Curcio ha incontrato i giornalisti nella “Control Room” della Regione, al decimo piano della Cittadella, la dove vengono trasmesse in diretta streaming le immagini dei droni che monitorano gli incendi dolosi, nell’ambito del progetto "Tolleranza Zero" voluto dal presidente della Giunta regionale, Roberto Occhiuto. I dati del progetto sono stati illustrati da Costarella che ha parlato di riduzione del 52% degli incendi boschivi rispetto al 2022 dove già si era registrato un incremento rispetto all'annus orribilis del 2021. Mentre al momento le segnalazioni incendiarie giunte nella sala operative sono state 69.

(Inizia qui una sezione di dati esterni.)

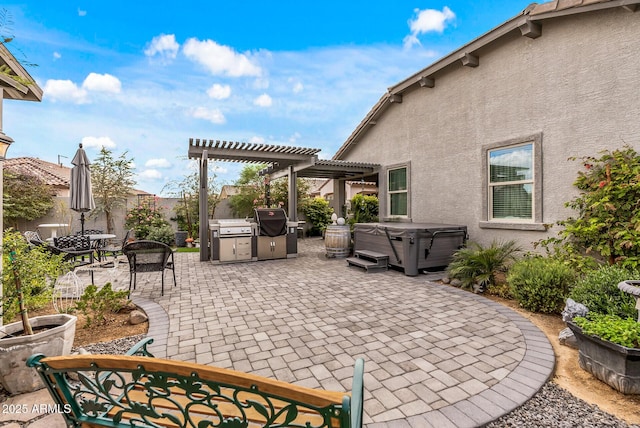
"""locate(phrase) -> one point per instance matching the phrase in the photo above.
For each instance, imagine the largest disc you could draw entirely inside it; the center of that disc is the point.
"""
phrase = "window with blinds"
(511, 182)
(398, 192)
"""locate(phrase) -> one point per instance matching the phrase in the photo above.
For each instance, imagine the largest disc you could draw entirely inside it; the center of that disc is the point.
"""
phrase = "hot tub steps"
(369, 260)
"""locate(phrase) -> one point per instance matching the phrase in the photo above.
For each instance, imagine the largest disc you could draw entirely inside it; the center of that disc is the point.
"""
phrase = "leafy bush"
(540, 284)
(608, 218)
(144, 218)
(477, 265)
(598, 291)
(30, 271)
(164, 234)
(625, 332)
(318, 213)
(95, 304)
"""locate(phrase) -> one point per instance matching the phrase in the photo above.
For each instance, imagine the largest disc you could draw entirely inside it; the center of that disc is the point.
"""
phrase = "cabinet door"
(227, 249)
(243, 248)
(279, 247)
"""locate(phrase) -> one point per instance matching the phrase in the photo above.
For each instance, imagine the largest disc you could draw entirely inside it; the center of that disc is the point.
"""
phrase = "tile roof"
(52, 174)
(558, 5)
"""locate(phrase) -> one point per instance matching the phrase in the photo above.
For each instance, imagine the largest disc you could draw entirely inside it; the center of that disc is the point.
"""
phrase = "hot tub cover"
(271, 221)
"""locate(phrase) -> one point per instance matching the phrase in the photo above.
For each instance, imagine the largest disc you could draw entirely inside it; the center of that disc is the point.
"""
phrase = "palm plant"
(478, 266)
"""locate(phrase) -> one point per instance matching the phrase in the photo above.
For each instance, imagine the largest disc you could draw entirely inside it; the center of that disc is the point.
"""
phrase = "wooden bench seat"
(138, 390)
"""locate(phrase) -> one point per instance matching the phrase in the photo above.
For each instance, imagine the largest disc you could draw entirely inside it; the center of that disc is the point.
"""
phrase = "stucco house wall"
(573, 89)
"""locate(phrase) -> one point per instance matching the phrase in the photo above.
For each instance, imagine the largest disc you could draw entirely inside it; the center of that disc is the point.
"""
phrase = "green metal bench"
(139, 390)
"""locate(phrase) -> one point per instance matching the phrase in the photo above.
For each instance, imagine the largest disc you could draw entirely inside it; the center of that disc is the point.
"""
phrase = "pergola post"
(204, 207)
(339, 197)
(293, 195)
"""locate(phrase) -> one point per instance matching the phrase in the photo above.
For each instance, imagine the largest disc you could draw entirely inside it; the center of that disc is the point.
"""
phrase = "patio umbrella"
(80, 185)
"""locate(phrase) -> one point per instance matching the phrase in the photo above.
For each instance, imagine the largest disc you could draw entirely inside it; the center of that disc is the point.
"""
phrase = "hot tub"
(411, 246)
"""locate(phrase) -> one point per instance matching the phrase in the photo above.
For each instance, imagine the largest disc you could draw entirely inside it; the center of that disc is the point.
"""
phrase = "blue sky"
(143, 77)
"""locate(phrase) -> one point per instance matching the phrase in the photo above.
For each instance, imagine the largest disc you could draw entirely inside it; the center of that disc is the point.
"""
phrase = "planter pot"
(615, 365)
(57, 340)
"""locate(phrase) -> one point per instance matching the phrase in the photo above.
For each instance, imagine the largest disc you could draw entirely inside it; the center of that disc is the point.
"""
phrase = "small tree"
(188, 191)
(28, 276)
(26, 197)
(111, 181)
(318, 213)
(608, 219)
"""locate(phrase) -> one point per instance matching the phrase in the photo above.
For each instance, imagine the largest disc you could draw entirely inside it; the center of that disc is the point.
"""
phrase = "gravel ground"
(551, 407)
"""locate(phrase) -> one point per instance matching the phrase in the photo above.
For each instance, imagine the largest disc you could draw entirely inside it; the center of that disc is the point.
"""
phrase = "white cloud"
(164, 45)
(213, 116)
(157, 163)
(426, 21)
(102, 83)
(98, 142)
(219, 59)
(219, 92)
(150, 174)
(263, 100)
(65, 90)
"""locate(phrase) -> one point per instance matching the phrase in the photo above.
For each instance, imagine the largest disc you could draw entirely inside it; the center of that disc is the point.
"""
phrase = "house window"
(511, 179)
(398, 192)
(512, 173)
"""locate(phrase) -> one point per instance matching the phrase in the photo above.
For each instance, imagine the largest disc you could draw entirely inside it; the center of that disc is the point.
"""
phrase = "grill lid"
(271, 221)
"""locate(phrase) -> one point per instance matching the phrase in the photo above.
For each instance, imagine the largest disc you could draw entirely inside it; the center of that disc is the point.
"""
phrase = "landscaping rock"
(567, 338)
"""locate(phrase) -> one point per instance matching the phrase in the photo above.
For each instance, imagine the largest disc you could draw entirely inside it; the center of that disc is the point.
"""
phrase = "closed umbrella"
(80, 185)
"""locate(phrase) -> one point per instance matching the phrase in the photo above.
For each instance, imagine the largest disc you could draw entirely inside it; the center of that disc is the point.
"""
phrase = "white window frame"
(407, 168)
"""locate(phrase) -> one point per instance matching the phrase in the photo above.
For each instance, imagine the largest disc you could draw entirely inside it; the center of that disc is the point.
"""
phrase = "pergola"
(292, 162)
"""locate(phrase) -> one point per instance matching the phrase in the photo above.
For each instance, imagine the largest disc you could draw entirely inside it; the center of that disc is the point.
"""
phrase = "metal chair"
(148, 256)
(114, 248)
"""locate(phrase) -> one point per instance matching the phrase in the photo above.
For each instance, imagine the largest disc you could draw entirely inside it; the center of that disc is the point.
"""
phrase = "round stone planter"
(615, 365)
(57, 340)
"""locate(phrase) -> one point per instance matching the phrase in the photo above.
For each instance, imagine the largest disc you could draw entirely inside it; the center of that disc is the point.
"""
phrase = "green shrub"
(318, 213)
(598, 291)
(625, 332)
(95, 304)
(163, 234)
(477, 265)
(29, 272)
(540, 284)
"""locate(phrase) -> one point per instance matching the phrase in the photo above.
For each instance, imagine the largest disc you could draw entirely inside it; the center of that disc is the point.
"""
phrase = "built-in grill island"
(232, 240)
(277, 237)
(269, 236)
(411, 246)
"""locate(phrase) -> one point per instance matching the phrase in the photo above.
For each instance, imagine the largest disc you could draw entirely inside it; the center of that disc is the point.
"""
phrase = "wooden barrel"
(337, 240)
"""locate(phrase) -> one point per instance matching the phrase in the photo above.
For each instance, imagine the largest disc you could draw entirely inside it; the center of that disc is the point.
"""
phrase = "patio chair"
(148, 256)
(114, 247)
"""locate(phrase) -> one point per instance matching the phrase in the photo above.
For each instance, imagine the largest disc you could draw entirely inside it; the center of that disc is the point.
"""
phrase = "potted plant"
(609, 349)
(27, 279)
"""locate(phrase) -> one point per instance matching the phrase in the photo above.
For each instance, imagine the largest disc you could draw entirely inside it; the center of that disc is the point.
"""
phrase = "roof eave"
(525, 22)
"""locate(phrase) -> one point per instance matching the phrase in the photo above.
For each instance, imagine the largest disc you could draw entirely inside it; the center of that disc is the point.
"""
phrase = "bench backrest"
(127, 390)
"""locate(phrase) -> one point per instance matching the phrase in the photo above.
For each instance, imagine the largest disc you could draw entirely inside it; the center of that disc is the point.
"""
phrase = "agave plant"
(477, 266)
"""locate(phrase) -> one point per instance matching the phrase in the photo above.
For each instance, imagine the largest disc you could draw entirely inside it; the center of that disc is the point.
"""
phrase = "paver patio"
(434, 355)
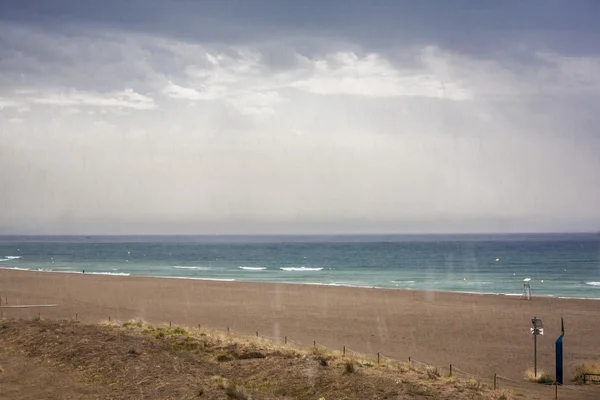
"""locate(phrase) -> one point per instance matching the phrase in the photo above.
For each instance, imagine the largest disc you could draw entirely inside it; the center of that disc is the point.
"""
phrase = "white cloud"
(6, 103)
(127, 98)
(180, 92)
(237, 136)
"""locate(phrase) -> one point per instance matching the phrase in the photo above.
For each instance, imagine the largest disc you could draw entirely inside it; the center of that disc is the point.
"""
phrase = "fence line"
(412, 361)
(387, 358)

L'assessore Gallo si è soffermato sul lavoro svolto dai forestali, ma anche dei cacciatori, nel contrasto agli incendi boschivi. "Vogliamo rilanciare un settore fondamentale per la Calabria - ha dichiarato l'assessore alla Forestazione - che potrà però sostenersi - ha precisato - soltanto attraverso la somministrazione di contatti a tempo parziale e non attraverso il tempo indeterminato altrimenti non ci sarebbero i numeri e le finanza per attuare il rilancio auspicato. Vogliamo essere l'amministrazione che insieme a Calabria Verde sta creando le condizioni per il rilancio di un settore che in Calabria si caratterizza per la presenza di 600mila ettari di boschi, un patrimonio da salvaguardare e da valorizzare con ogni mezzo".